7 En hij nam het boek des verbonds, en hij las het voor de oren van het volk; en zij zeiden: Al wat de Heere gesproken heeft, zullen wij doen en gehoorzamen.
8 Toen nam Mozes dat bloed, en sprengde het op het volk; en hij zeide Ziet, dit is het bloed des verbonds, dat de Heere met u gemaakt heeft over al die woorden.
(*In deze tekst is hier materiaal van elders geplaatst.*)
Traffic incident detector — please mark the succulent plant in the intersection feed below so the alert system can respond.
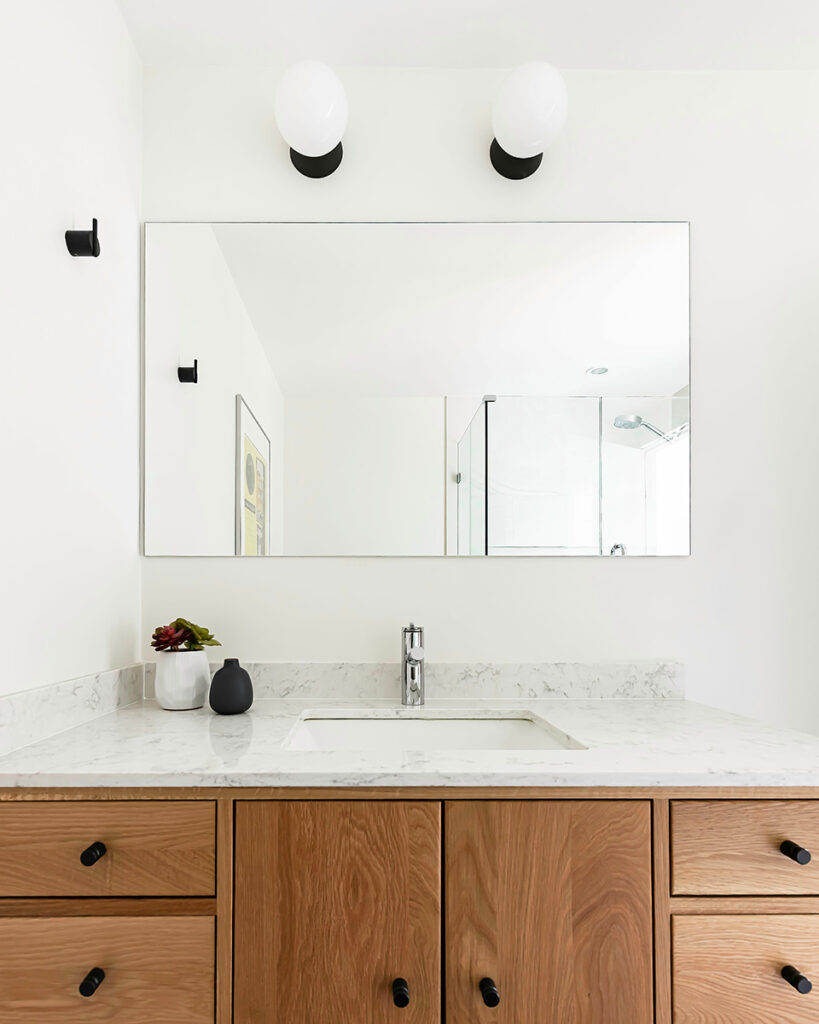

9 Mozes nu en Aäron klommen opwaarts, ook Nadab en Abíhu, en zeventig van de oudsten van Israël.
10 En zij zagen de God van Israël, en onder Zijn voeten als een werk van saffierstenen, en als de gestaltenis des hemels in Zijn klaarheid.
11 Doch Hij strekte Zijn hand niet tot de afgezonderden van de kinderen Israëls; maar zij aten en dronken, nadat zij God gezien hadden.
12 Toen zeide de Heere tot Mozes: Kom tot Mij op de berg, en wees aldaar; en Ik zal u stenen tafelen geven, en de wet, en de geboden, die Ik geschreven heb, om hen te onderwijzen.
13 Toen maakte Mozes zich op, met Jozua, zijn dienaar; en Mozes klom op de berg Gods.
14 En hij zeide tot de oudsten: Blijft gij ons hier, totdat wij weer tot u komen; en ziet, Aäron en Hur zijn bij u; wie enige zaken heeft, zal tot hen komen.
15 Toen Mozes op de berg geklommen was, zo heeft een wolk de berg bedekt.
16 En de heerlijkheid des Heeren woonde op de berg Sinaï, en de wolk bedekte hem zes dagen, en op de zevende dag riep Hij Mozes uit het midden van de wolk.
17 En het aanzien van de heerlijkheid des Heeren was als een verterend vuur, op het opperste van die berg, in de ogen van de kinderen Israëls.
18 En Mozes ging in het midden van de wolk, nadat hij op de berg geklommen was; en Mozes was op die berg veertig dagen en veertig nachten.